If all of this has already been covered by you then let me know and I'll go onto the great outdoors - i.e. outside of the home & garden.  But don't want to either bore you or overwhelm you totally.

They are SUCH hard work - but so worth it!  Regards, Teri ;)
- By perrodeagua [gb] Date 07.09.05 16:39 UTC
I  had a friend who had a pup that she thought was nervous at 4 weeks old when the new owners were coming to see them.  It wouldn't go anywhere near anybody and quivered away, at 7 weeks old she was the most outgoing and took her breeder a long time to think about selling her at all.  She's in a new home now and a little horror.

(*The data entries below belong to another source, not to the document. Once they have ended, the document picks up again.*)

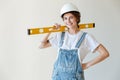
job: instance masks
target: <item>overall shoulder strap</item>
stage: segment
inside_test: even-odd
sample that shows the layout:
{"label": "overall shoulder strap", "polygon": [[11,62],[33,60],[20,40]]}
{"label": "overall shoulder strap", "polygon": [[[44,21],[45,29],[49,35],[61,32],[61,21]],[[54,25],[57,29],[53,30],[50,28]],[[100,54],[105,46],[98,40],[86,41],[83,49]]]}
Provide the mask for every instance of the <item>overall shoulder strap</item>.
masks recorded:
{"label": "overall shoulder strap", "polygon": [[75,46],[76,48],[79,48],[79,47],[80,47],[80,45],[81,45],[82,41],[84,40],[86,34],[87,34],[86,32],[83,32],[81,38],[79,39],[79,41],[77,42],[77,44],[76,44],[76,46]]}
{"label": "overall shoulder strap", "polygon": [[63,44],[64,36],[65,36],[65,32],[62,32],[62,34],[61,34],[61,40],[59,42],[59,47],[61,47],[62,44]]}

It's still early days for your pup and others have said she may just seem a bit overawed by her brothers and sisters, I wouldn't start worrying yet, you'd be surprised how much they can change in a week.  Hope all goes well.
- By Trevor [gb] Date 08.09.05 05:32 UTC
We had a puppy who was just like this at 5 /6 weeks. she stayed at the back of the puppy pen and was always the last to come out for a cuddle etc. We kept her as we were worried about how she would cope and she has turned out to have the best , most laid back temperament of any dog we have owned. She is our Lily who works with me as a PAT dog with autistic youngsters, regularly represents the breed at Discover dogs , greets all visitors with gentle good humour and is simply a joy to live with( and has also won a Res CC in breed to boot :D) It could be that like Lily your pup simply has a quiet nature and is overwhelmed by her more boisterous brothers and sisters. Unfortunately Lily's mum developed epilepsy after the litter so we have never bred on from Lily and she has never had the chance to pass on her fabulous temperament. :(

Yvonne
- By minnie mouse [in] Date 10.09.05 15:17 UTC
hi all I have dediced to keep the nervous little girl puppy, she would get to stressed  out going to a new home. Thank you for all your advice i will be taking it.
- By mannyG [us] Date 10.09.05 16:48 UTC
psht
- By MINI-MEG [gb] Date 10.09.05 17:37 UTC
wat does psht mean mannyg? sorry for sounding dumb lol :)
- By mannyG [us] Date 10.09.05 22:43 UTC
I posted something innapopriate and i decided to edit it out with a "Psht" , clever huh?